Great Plains Holdings currently operates through two wholly owned subsidiaries: Ashland Holdings, LLC, focused on the income producing property sector; and LiL Marc, Inc., maker of the “LiL Marc” training urinal for toddler boys. This diversification model enables Great Plains to achieve multiple revenue streams and consistently increase hard assets.
Ashland Holdings, LLC is engaged in the acquisition and operation of commercial real estate, including, but not limited to, self-storage facilities, apartment buildings, manufactured housing communities for senior citizens, and other income-producing properties and investments. The subsidiary’s current portfolio can be seen here.

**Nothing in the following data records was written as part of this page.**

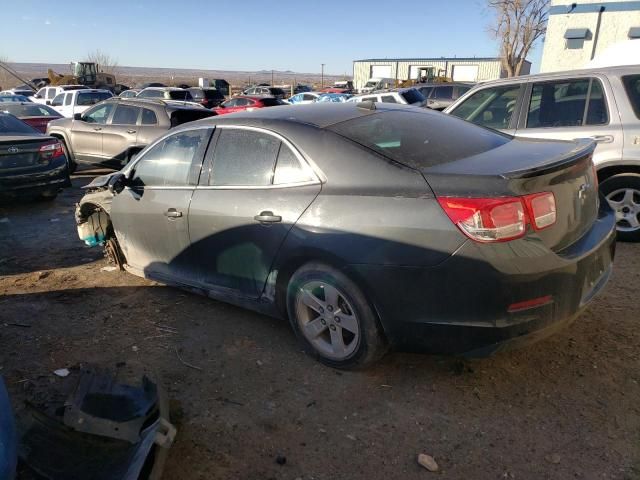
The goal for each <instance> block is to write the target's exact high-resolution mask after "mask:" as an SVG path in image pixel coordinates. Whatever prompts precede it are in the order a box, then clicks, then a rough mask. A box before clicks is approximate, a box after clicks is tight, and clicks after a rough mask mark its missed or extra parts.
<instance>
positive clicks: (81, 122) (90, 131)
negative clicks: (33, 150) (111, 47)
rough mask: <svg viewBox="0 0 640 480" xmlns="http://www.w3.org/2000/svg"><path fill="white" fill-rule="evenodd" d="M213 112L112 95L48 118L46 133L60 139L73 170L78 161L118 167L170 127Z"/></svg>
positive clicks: (85, 162)
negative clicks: (66, 154) (56, 117)
mask: <svg viewBox="0 0 640 480" xmlns="http://www.w3.org/2000/svg"><path fill="white" fill-rule="evenodd" d="M213 115H214V113H213V112H212V111H211V110H207V109H206V108H202V107H200V106H199V105H191V104H186V105H185V104H184V103H182V102H171V101H164V100H148V99H140V98H137V97H136V98H118V97H114V98H112V99H109V100H106V101H104V102H102V103H99V104H98V105H95V106H93V107H92V108H90V109H89V110H87V111H85V112H84V113H82V114H76V115H75V117H74V118H73V119H67V118H65V119H61V120H56V121H53V122H50V123H49V125H48V127H47V133H48V134H49V135H51V136H53V137H56V138H58V139H60V141H61V142H62V143H63V145H64V148H65V149H66V151H67V154H68V156H69V161H70V165H71V170H72V171H73V170H75V168H76V166H77V164H78V163H83V164H90V165H102V166H107V167H110V168H118V169H119V168H122V166H123V165H126V164H127V163H128V162H129V161H130V160H131V159H132V158H133V157H134V156H135V155H136V154H137V153H138V152H140V150H142V149H143V148H144V147H145V146H147V145H148V144H149V143H151V142H153V141H154V140H155V139H156V138H158V137H159V136H160V135H162V134H163V133H166V131H167V130H169V129H170V128H173V127H176V126H178V125H182V124H183V123H186V122H191V121H193V120H199V119H201V118H206V117H210V116H213Z"/></svg>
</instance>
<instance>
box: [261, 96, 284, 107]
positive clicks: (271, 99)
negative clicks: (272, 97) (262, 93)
mask: <svg viewBox="0 0 640 480" xmlns="http://www.w3.org/2000/svg"><path fill="white" fill-rule="evenodd" d="M260 100H261V101H262V104H263V105H264V106H265V107H275V106H277V105H282V102H281V101H280V100H278V99H277V98H262V99H260Z"/></svg>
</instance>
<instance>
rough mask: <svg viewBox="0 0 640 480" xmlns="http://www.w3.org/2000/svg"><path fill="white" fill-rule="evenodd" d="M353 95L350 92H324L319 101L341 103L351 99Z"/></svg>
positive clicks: (321, 101)
mask: <svg viewBox="0 0 640 480" xmlns="http://www.w3.org/2000/svg"><path fill="white" fill-rule="evenodd" d="M351 97H353V95H351V94H350V93H323V94H322V95H320V97H319V98H318V102H334V103H341V102H346V101H347V100H349V99H350V98H351Z"/></svg>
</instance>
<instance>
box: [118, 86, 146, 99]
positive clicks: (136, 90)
mask: <svg viewBox="0 0 640 480" xmlns="http://www.w3.org/2000/svg"><path fill="white" fill-rule="evenodd" d="M141 91H142V89H141V88H130V89H129V90H125V91H124V92H122V93H121V94H120V95H118V97H120V98H133V97H137V96H138V93H140V92H141Z"/></svg>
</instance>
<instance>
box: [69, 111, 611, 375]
mask: <svg viewBox="0 0 640 480" xmlns="http://www.w3.org/2000/svg"><path fill="white" fill-rule="evenodd" d="M372 107H373V108H372ZM212 138H213V140H211V139H212ZM593 149H594V143H593V142H591V141H585V140H582V141H577V142H561V141H556V142H553V141H547V142H542V141H539V140H524V139H515V138H513V137H511V136H509V135H503V134H501V133H498V132H493V131H491V130H487V129H484V128H480V127H477V126H475V125H473V124H470V123H468V122H464V121H461V120H459V119H457V118H455V117H451V116H447V115H442V114H440V113H438V112H434V111H432V110H429V109H424V108H415V107H408V106H403V105H385V104H367V105H366V106H364V105H358V104H353V103H344V104H332V103H327V104H317V105H300V106H298V107H295V108H270V109H259V110H255V111H253V112H245V113H239V114H236V115H225V116H220V117H214V118H211V119H207V120H203V121H200V122H195V123H192V124H189V125H185V126H184V127H181V128H179V129H176V130H175V131H173V132H170V133H169V134H168V135H165V136H164V137H162V138H160V139H158V140H157V141H156V142H155V143H153V144H152V145H150V146H149V147H147V149H145V150H144V151H143V152H141V154H140V155H139V156H138V157H137V158H136V159H135V161H134V162H132V163H131V164H129V165H128V166H127V167H125V168H124V169H123V170H122V171H121V172H116V173H114V174H112V175H108V176H105V177H101V178H97V179H96V180H94V182H93V183H92V184H91V185H89V190H90V193H88V194H87V195H85V197H84V198H83V199H82V200H81V201H80V203H79V205H78V207H77V210H76V219H77V223H78V234H79V236H80V238H81V239H82V240H84V241H85V242H86V243H88V244H94V245H95V244H96V243H99V242H102V243H105V242H106V244H107V245H108V246H109V247H108V248H109V249H111V251H117V252H118V253H117V255H116V256H117V258H118V259H119V261H121V262H122V263H123V264H124V265H125V266H126V269H127V270H128V271H129V272H131V273H134V274H136V275H140V276H144V277H148V278H152V279H155V280H158V281H161V282H165V283H170V284H174V285H180V286H182V287H186V288H189V289H190V290H192V291H197V292H201V293H203V294H206V295H209V296H211V297H213V298H216V299H219V300H223V301H227V302H230V303H235V304H237V305H242V306H243V307H248V308H253V309H256V310H258V311H261V312H264V313H268V314H270V315H274V316H278V317H283V318H289V320H290V323H291V325H292V327H293V330H294V331H295V332H296V334H297V336H298V338H299V339H300V341H301V342H302V344H303V346H304V347H305V349H306V350H307V351H308V352H309V353H310V354H312V355H314V356H316V357H317V358H319V359H320V360H321V361H322V362H324V363H326V364H328V365H331V366H332V367H340V368H349V367H354V366H363V365H367V364H370V363H372V362H374V361H375V360H376V359H378V358H379V357H380V356H381V355H382V354H383V353H384V352H385V350H386V349H387V347H388V346H391V347H392V348H395V349H398V350H421V351H425V350H428V351H435V352H453V353H470V354H475V355H478V354H488V353H490V352H493V351H496V350H499V349H501V348H503V347H505V346H506V345H509V344H522V343H524V342H525V341H527V340H533V339H534V338H535V339H538V338H541V337H543V336H545V335H548V334H550V333H551V332H552V331H554V330H556V329H558V328H559V327H560V326H561V325H564V324H566V323H568V322H570V321H571V320H572V319H573V318H575V316H576V315H577V314H578V313H579V312H580V311H581V310H582V309H583V308H584V306H585V305H586V304H587V303H588V302H589V301H590V300H592V299H593V298H594V296H595V295H596V294H597V293H598V292H599V291H600V290H601V289H602V288H603V286H604V285H605V284H606V282H607V280H608V278H609V276H610V273H611V270H612V258H613V253H614V249H615V217H614V213H613V211H612V210H611V209H610V208H609V206H608V204H607V203H606V202H600V203H599V202H598V192H597V189H596V186H595V178H594V170H593V162H592V154H593ZM576 199H578V200H576ZM187 226H188V228H187ZM104 232H107V234H106V236H105V235H104ZM529 334H530V336H528V337H527V335H529Z"/></svg>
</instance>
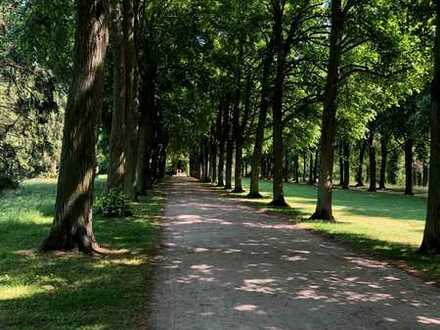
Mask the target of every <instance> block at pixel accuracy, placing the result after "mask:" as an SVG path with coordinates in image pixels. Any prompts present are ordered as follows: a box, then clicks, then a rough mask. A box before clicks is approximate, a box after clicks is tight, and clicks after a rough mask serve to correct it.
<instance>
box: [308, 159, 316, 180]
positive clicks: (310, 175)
mask: <svg viewBox="0 0 440 330" xmlns="http://www.w3.org/2000/svg"><path fill="white" fill-rule="evenodd" d="M314 162H315V160H314V159H313V152H311V153H310V160H309V182H308V184H309V185H313V184H315V182H313V179H314V175H313V173H314Z"/></svg>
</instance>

LiL Marc, Inc. was founded in 1999, the subsidiary engages in the manufacturing and marketing of training urinals for boys in the United States. The LiL Marc boys potty training urinal looks like the full-sized urinals found in public restrooms, but are manufactured on a smaller scale in proportion to the smaller size of toddlers in training. In conjunction with the roll-out of an aggressive marketing campaign for the LiL Marc product, Great Plains’ management team is building a client list of retailers with brick and mortar stores and other consumer outlets to participate in the broader retail market. With advertising strategies in place, management envisions growth and widespread distribution of the LiL Marc training urinal.
Great Plains also intends to purchase or invest into privately owned profitable businesses owned by baby boomers looking to retire or expand operations. As the company continues to execute its expansion strategy and add additional subsidiaries, all potential purchases will be reviewed by management to ensure they meet very stringent requirements.
Great Plains Holdings was founded in 1999 as LILM, Inc., the name was changed to Great Plains Holdings, Inc on December 3rd 2013 to better reflect the direction of the company.